"Blessed are you when people hate you, and when they exclude and insult you, and denounce your name as evil on account of the Son of Man. Rejoice and leap for joy on that day!" Lk 6:22
The command of Jesus to love our enemies was not a theoretical challenge to the earliest community of disciples. It was a visceral and demanding trial. When we read the Gospels it becomes very clear that Jesus' message is upsetting to the Jewish leaders who very much wanted both to pacify their Roman rulers and control the behavior of everyday Jews. Concerned that they would lose their moral authority to Jesus and his band of fisherman and shepherds, the Scribes and Pharisees tried to trip Jesus up at every turn, and while some of the disciples wanted Jesus to fight, the Lord acted like any Rabbi, debating with his protagonists but loving them all the while.How to offer people and institutions a critique of their ideas without criticizing them personally is an important and difficult task, especially for Christians.
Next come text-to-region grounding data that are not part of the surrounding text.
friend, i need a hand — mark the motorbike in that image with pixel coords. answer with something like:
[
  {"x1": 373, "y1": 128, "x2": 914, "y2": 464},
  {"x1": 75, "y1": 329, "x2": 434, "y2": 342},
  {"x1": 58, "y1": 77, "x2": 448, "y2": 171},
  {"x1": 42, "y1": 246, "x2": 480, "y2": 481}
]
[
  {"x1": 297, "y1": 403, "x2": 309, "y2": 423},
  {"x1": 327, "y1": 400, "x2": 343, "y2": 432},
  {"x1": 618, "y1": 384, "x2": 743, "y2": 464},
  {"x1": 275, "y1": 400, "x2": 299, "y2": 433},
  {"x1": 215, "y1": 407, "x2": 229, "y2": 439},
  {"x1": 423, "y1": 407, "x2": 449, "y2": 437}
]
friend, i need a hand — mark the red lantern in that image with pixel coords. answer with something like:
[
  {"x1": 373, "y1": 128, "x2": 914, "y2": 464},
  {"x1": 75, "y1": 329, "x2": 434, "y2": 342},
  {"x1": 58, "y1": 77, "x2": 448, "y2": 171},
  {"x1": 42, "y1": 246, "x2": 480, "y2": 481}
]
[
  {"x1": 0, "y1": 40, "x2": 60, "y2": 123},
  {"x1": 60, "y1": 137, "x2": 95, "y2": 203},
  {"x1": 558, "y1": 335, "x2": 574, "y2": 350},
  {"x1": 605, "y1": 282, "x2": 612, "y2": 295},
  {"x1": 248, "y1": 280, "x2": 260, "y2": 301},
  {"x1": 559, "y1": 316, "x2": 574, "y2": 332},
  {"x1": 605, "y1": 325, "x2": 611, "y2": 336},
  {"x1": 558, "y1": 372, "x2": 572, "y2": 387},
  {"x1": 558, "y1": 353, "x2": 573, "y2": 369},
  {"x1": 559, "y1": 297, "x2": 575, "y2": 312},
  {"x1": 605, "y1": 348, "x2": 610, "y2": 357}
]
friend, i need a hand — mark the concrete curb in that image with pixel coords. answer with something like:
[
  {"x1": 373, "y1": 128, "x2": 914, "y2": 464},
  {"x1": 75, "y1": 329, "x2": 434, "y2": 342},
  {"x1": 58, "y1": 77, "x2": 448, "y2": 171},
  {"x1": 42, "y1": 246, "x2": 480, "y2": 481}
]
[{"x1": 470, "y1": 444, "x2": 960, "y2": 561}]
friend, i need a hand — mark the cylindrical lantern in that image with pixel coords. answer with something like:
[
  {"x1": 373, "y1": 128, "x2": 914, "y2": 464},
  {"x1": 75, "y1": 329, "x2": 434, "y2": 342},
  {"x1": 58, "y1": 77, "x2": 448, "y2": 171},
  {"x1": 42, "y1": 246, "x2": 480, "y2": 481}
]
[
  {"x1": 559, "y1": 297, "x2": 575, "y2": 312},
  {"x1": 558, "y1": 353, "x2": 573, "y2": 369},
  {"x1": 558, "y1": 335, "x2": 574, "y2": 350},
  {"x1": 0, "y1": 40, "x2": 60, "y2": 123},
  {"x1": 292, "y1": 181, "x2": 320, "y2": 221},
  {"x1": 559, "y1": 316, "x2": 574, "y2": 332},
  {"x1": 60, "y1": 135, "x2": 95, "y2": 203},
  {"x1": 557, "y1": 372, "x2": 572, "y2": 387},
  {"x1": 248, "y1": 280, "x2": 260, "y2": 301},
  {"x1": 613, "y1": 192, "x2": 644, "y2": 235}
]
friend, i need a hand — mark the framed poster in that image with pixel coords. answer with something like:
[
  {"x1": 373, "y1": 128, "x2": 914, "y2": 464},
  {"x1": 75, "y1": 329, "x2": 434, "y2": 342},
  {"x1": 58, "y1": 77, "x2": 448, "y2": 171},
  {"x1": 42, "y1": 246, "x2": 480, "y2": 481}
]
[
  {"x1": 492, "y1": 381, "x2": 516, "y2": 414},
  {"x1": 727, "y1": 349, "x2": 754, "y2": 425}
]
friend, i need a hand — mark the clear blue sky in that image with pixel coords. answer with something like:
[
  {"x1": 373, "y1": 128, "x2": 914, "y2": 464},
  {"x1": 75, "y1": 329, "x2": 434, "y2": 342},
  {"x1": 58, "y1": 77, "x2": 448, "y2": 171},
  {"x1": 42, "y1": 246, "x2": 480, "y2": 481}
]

While we have core values about which there is little debate, there is and ought to be healthy conversation about how to proclaim these values is a world obsessed with instant communication. From texting to Instagram and so much more in between, we need to learn how to say and live what we believe without angry and dismissive pronouncements. Christians on the right and the left can be fiercely judgmental when upset by another's opinion and perspective. Nonetheless, Jesus' command to love our enemies and do good to those who hate us prevails and remains the heart of the Good News.
Today, pause before you respond to someone with whom you disagree.
How do you understand Jesus' challenge to love your enemies?